Note that we don't need to make EdgeUniquenessFilter after the first Expand, since there are no edges to compare to. This filtering needs to work across multiple pattern, but inside a single MATCH clause.

Let's take a look at the following.

MATCH (n)-[r1]-(m), (m)-[r2]-(l)

We would also generate the exact same operators.

ScanAll (n) > Expand (n, r1, m) > Expand (m, r2, l) >
    EdgeUniquenessFilter ([r1], r2)

On the other hand,

MATCH (n)-[r1]-(m) MATCH (m)-[r2]-(l)-[r3]-(i)

would reset the uniqueness filtering at the start of the second match. This would mean that we output the following:

ScanAll (n) > Expand (n, r1, m) > Expand (m, r2, l) > Expand (l, r3, i) >
    EdgeUniquenessFilter ([r2], r3)

There is a difference in how we handle edge uniqueness compared to Neo4j. Neo4j does not allow searching for a single edge multiple times, but we've decided to support that.

For example, the user can say the following.

MATCH (n)-[r]-(m)-[r]-l

We would ensure that both r variables match to the same edge. In our terminology, we call this the edge cycle. For the above example, we would generate this plan.

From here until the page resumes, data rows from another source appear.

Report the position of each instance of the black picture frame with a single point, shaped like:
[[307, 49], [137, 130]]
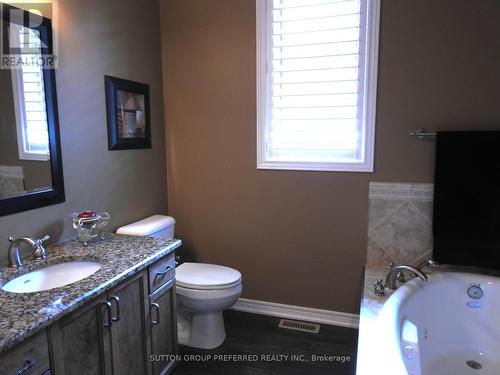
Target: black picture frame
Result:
[[128, 114], [55, 195]]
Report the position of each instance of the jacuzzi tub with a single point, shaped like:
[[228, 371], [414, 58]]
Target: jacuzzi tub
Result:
[[436, 328]]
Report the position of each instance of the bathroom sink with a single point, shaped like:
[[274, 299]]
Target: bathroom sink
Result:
[[51, 277]]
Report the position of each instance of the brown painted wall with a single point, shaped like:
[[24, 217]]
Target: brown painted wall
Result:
[[300, 237], [119, 38]]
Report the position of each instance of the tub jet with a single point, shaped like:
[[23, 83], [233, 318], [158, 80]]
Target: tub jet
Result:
[[474, 365]]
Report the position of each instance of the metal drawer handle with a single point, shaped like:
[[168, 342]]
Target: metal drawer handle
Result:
[[26, 367], [110, 315], [162, 273], [117, 302], [157, 308]]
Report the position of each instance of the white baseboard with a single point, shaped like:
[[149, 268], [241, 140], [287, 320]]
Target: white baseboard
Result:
[[307, 314]]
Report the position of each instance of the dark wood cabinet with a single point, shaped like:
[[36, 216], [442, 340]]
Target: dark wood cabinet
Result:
[[29, 358], [80, 342], [163, 329], [128, 331], [121, 332]]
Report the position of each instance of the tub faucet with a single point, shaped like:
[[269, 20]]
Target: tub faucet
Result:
[[390, 280], [36, 245]]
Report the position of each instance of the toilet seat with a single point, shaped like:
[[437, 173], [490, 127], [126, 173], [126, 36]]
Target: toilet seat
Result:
[[206, 276]]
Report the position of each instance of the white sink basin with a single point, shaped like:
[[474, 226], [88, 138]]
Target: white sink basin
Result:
[[52, 277]]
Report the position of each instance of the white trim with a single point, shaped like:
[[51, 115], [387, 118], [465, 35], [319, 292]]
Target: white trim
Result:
[[307, 314], [369, 95], [261, 63]]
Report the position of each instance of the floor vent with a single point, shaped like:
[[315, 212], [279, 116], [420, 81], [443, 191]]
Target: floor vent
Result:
[[299, 326]]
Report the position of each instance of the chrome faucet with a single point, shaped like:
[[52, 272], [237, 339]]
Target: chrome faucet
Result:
[[427, 263], [390, 280], [36, 245]]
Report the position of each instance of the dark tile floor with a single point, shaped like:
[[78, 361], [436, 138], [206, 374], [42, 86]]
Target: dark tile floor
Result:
[[259, 338]]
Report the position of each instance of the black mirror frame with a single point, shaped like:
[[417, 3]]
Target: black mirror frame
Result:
[[56, 195]]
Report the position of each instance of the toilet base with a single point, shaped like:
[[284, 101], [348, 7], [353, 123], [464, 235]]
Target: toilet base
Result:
[[203, 331]]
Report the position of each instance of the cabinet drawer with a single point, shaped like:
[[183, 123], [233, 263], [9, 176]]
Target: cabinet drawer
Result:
[[161, 271], [31, 357]]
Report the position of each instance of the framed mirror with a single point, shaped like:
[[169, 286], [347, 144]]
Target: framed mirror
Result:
[[31, 174]]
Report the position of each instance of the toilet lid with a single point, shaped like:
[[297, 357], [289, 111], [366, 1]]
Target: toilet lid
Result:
[[205, 276]]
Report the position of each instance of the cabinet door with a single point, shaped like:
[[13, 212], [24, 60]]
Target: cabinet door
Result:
[[128, 332], [80, 342], [163, 328]]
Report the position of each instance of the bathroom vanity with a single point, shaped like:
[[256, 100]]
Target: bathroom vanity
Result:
[[120, 320]]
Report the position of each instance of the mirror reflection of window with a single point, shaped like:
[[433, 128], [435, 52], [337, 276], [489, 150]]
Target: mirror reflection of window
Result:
[[29, 96]]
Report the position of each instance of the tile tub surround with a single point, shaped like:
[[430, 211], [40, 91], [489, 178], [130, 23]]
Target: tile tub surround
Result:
[[399, 223], [371, 304], [23, 314]]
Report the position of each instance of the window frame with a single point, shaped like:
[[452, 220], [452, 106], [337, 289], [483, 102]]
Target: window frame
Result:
[[371, 27], [21, 125]]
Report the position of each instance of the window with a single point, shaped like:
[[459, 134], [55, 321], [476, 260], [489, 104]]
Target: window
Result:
[[29, 97], [316, 84]]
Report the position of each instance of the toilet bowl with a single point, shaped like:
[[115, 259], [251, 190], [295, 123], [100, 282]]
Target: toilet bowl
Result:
[[203, 290]]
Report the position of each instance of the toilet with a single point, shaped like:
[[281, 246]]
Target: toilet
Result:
[[203, 290]]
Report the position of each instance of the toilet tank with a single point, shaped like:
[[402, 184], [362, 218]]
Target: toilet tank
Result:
[[154, 226]]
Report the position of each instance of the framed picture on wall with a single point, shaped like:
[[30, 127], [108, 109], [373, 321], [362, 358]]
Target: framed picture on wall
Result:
[[127, 109]]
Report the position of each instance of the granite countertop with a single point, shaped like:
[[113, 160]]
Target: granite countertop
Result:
[[23, 314], [371, 304]]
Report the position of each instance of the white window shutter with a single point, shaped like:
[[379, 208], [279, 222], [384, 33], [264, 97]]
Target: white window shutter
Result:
[[29, 97], [316, 97]]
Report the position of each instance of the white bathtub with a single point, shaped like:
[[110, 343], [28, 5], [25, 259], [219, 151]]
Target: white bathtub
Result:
[[435, 328]]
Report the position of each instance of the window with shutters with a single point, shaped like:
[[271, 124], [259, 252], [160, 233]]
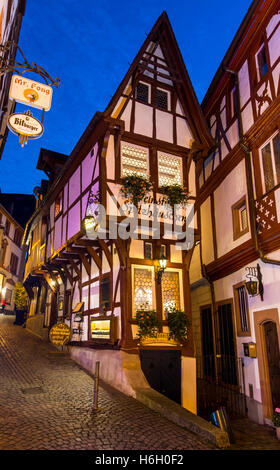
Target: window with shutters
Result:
[[142, 92], [270, 162], [169, 169], [134, 160], [162, 99], [143, 288], [240, 218], [13, 264], [170, 287], [261, 62]]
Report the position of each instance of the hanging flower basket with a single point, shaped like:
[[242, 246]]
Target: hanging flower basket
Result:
[[148, 323], [134, 188], [176, 194], [178, 323]]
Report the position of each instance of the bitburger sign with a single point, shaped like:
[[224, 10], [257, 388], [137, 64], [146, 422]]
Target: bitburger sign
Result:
[[26, 125]]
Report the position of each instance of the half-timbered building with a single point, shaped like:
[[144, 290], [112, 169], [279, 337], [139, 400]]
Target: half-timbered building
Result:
[[152, 127], [235, 271]]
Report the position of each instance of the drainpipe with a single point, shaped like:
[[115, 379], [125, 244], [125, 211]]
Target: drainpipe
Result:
[[249, 178]]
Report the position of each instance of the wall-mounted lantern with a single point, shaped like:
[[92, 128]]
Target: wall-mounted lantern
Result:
[[160, 270], [254, 284], [89, 225]]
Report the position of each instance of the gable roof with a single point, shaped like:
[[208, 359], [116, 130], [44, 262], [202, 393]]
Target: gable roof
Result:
[[162, 35]]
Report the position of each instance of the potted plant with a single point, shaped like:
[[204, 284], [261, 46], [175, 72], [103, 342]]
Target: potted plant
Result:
[[276, 421], [21, 300], [134, 188], [178, 323], [148, 323], [176, 194]]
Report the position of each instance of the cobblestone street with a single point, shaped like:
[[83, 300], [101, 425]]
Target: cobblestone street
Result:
[[46, 403]]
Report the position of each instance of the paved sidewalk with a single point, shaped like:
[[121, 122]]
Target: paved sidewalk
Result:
[[46, 403]]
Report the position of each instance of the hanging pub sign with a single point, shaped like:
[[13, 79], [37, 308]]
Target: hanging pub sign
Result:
[[60, 334], [26, 91], [25, 126]]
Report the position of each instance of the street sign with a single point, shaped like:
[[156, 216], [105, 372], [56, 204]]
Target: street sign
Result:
[[30, 92], [26, 125], [60, 334]]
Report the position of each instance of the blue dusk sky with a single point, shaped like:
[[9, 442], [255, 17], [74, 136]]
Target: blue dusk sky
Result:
[[89, 45]]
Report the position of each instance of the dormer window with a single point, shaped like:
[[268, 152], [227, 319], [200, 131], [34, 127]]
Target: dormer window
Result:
[[261, 60], [142, 92], [162, 99], [134, 160]]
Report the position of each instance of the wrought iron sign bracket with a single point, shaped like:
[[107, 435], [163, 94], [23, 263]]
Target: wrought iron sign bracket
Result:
[[9, 64], [254, 285]]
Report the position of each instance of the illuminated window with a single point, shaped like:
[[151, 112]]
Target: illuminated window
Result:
[[7, 227], [134, 160], [242, 310], [261, 62], [8, 296], [142, 92], [162, 99], [169, 169], [170, 290], [13, 264], [58, 205], [240, 218], [270, 162], [148, 250], [17, 237], [142, 289]]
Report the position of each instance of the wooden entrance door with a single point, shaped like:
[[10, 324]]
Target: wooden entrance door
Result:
[[226, 357], [162, 370], [273, 359], [208, 351]]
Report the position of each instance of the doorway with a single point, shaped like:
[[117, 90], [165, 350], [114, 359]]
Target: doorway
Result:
[[273, 360], [162, 370]]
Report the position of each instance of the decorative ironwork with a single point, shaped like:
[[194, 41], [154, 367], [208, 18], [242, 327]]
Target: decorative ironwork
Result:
[[10, 64]]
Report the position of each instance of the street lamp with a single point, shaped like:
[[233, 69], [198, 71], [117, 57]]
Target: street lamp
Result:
[[160, 270]]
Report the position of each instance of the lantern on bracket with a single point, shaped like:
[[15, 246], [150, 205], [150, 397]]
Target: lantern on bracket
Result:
[[160, 270], [254, 284]]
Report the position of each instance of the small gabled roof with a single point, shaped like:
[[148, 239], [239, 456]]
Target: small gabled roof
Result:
[[162, 35]]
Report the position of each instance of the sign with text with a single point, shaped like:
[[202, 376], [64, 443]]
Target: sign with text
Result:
[[25, 124], [100, 329], [30, 92], [60, 334]]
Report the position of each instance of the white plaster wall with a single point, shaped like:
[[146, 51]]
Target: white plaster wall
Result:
[[184, 134], [244, 83], [188, 384], [274, 45], [143, 119], [195, 266], [230, 191], [206, 232], [224, 290], [164, 126]]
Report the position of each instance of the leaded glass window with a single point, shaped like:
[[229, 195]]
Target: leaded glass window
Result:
[[170, 290], [270, 157], [134, 160], [142, 92], [143, 289], [169, 169], [161, 99]]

ScanAll (n) > Expand (n, r, m) > Expand (m, r, l)

We do not put an EdgeUniquenessFilter operator between 2 Expand operators and we tell the 2nd Expand that it is an edge cycle. This, 2nd Expand will ensure we have matched both the same edges.

Filtering

To narrow the search down, the patterns in MATCH can have filtered labels and properties. A more general filtering is done using the accompanying WHERE clause. During the preprocess step, all filters are collected and extracted into expressions. Additional information on which symbols are used is also stored. This way, each time we generate a ScanAll or Expand, we look at all the filters to see if any of them can be used. I.e. if the symbols they use have been bound by a newly produced operator. If a filter expression can be used, we immediately add a Filter operator with that expression.

For example.

MATCH (n)-[r]-(m :label) WHERE n.prop = 42

We would produce:

ScanAll (n) > Filter (n.prop) > Expand (n, r, m) > Filter (m :label)

This means that the same plan is generated for the query:

MATCH (n {prop: 42})-[r]-(m :label)

OPTIONAL

If a MATCH clause is preceded by OPTIONAL, then we need to generate a plan such that we produce results even if we fail to match anything. This is accomplished by generating an Optional operator, which takes 2 operator trees:

  • input operation and
  • optional operation.

The input is the operation we generated for the part of the query before OPTIONAL MATCH. For the optional operation, we simply generate the OPTIONAL MATCH part just like we would for regular MATCH. In addition to operations, we need to send the symbols which are set during optional matching to the Optional operator. The operator will reset values of those symbols to null, when the optional part fails to match.

RETURN & WITH

RETURN and WITH clauses are very similar to each other. The only difference is that WITH separates parts of the query and can be paired with WHERE clause.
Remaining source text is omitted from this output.